Department of Infectious Diseases and Immunology, Utrecht University, 3584 CL Utrecht, The Netherlands.
Proc Natl Acad Sci U S A. 2012 Aug 28;109(35):14134-9. doi: 10.1073/pnas.1206803109. Epub 2012 Aug 13.

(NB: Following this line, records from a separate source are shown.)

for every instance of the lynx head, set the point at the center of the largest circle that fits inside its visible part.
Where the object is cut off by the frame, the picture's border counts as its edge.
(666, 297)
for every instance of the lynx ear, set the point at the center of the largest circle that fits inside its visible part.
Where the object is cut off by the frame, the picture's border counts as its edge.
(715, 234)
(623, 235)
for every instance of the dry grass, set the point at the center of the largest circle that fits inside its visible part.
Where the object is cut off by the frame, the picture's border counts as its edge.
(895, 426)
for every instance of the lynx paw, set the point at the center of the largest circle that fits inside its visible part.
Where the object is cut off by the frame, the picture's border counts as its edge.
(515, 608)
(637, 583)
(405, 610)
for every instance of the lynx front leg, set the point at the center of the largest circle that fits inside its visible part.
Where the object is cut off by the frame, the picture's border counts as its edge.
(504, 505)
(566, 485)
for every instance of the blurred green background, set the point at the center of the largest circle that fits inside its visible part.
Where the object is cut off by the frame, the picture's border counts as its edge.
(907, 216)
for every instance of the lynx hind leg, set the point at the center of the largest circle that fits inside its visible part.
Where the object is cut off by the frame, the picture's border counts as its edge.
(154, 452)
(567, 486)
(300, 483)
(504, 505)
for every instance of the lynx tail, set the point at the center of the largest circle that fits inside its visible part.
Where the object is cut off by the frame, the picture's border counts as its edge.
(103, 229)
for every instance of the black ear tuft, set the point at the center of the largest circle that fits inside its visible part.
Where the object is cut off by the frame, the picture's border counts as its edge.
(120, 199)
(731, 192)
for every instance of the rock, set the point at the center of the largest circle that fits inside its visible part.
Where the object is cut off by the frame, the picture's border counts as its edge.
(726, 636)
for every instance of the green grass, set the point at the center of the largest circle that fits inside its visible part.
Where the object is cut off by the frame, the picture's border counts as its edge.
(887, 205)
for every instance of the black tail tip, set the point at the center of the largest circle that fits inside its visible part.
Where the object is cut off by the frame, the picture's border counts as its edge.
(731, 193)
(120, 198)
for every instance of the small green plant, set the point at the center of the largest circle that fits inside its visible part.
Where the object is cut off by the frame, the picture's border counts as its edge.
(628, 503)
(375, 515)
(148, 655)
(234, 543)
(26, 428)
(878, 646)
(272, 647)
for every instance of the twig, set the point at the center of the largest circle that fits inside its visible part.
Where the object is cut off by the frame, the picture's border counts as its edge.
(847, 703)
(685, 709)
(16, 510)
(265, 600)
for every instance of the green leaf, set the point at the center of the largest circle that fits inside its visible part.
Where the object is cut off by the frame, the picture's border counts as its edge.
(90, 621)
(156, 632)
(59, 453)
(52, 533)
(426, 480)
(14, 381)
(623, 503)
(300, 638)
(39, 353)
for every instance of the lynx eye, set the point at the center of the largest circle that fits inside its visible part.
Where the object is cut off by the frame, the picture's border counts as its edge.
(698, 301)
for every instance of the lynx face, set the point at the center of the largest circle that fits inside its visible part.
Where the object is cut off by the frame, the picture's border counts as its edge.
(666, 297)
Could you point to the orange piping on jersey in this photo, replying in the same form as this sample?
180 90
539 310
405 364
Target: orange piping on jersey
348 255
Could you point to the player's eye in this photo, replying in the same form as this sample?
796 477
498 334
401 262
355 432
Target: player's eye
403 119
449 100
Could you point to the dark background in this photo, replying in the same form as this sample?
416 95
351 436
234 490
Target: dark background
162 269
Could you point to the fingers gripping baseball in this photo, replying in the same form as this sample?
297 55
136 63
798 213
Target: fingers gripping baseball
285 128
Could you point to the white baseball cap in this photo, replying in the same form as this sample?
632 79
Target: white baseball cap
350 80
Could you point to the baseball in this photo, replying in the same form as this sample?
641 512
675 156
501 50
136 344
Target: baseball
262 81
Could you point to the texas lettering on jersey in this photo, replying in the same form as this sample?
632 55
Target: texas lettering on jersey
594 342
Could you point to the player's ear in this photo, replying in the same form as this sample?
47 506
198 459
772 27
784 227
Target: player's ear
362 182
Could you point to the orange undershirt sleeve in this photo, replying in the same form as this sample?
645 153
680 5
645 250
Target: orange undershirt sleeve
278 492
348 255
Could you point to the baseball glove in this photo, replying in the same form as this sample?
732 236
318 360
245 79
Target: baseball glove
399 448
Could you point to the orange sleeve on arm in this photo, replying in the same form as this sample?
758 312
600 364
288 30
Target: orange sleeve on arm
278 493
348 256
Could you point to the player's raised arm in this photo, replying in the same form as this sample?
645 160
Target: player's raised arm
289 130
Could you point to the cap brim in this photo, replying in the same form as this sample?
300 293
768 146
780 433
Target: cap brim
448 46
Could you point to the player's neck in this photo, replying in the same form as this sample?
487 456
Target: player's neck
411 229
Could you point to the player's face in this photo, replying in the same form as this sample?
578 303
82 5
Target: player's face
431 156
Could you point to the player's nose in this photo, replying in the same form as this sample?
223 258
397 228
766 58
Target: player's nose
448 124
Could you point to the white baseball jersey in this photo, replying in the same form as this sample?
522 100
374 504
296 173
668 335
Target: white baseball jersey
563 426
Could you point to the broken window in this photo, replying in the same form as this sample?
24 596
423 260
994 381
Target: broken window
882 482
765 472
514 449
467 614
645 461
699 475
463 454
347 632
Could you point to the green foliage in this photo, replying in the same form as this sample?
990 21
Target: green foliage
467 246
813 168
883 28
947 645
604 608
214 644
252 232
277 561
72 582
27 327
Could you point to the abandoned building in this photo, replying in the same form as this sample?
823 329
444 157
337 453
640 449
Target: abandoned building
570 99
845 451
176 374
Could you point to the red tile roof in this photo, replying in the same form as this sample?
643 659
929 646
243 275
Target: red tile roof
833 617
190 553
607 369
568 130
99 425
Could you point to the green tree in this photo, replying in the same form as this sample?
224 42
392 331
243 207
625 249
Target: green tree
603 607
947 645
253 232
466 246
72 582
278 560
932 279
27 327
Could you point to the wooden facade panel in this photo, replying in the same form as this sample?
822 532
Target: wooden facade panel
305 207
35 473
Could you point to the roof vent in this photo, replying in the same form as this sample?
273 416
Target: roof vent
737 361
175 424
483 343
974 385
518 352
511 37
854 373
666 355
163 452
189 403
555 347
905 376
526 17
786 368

Reestablishing self-tolerance in autoimmunity is thought to depend on self-reactive regulatory T cells (Tregs). Exploiting these antigen-specific regulators is hampered by the obscure nature of disease-relevant autoantigens. We have uncovered potent disease-suppressive Tregs recognizing Heat Shock Protein (Hsp) 70 self-antigens, enabling selective activity in inflamed tissues. Hsp70 is a major contributor to the MHC class II ligandome. Here we show that a conserved Hsp70 epitope (B29) is present in murine MHC class II and that upon transfer, B29-induced CD4(+)CD25(+)Foxp3(+) T cells suppress established proteoglycan-induced arthritis in mice. These self-antigen-specific Tregs were activated in vivo, and when using Lymphocyte Activation Gene-3 as a selection marker, as few as 4,000 cells sufficed. Furthermore, depletion of transferred Tregs abrogated disease suppression. Transferred cells exhibited a stable phenotype and were found in joints and draining lymph nodes up to 2 mo after transfer. Given that (i) B29 administration by itself suppressed disease, (ii) our findings were made with wild-type (T-cell receptor nontransgenic) Tregs, and (iii) the B29 human homolog is presented by HLA class II, we are nearing translation of antigen-specific Treg activation as a promising intervention for chronic inflammatory diseases.
在自身免疫中重新建立自身耐受性被认为依赖于自身反应性调节性 T 细胞(Tregs)。利用这些抗原特异性调节剂受到相关自身抗原性质不明确的阻碍。我们已经发现了能够识别热休克蛋白(Hsp)70 自身抗原的强效疾病抑制性 Tregs,从而能够在炎症组织中选择性地发挥作用。Hsp70 是 MHC Ⅱ类配体组的主要成分。在这里,我们表明在鼠 MHC Ⅱ类中有一个保守的 Hsp70 表位(B29),并且在转移后,B29 诱导的 CD4+CD25+Foxp3+T 细胞可抑制已建立的蛋白聚糖诱导的关节炎。这些自身抗原特异性 Tregs 在体内被激活,并且当使用淋巴细胞激活基因-3 作为选择标记时,仅需要 4000 个细胞即可。此外,转移的 Tregs 的耗竭会破坏疾病的抑制作用。转移的细胞表现出稳定的表型,并且在转移后 2 个月内仍可在关节和引流淋巴结中发现。鉴于(i)B29 本身的给药可抑制疾病,(ii)我们的发现是使用野生型(T 细胞受体非转基因)Tregs 做出的,以及(iii)B29 人同源物由 HLA Ⅱ类呈递,我们正在接近将抗原特异性 Treg 激活作为治疗慢性炎症性疾病的有前途的干预措施。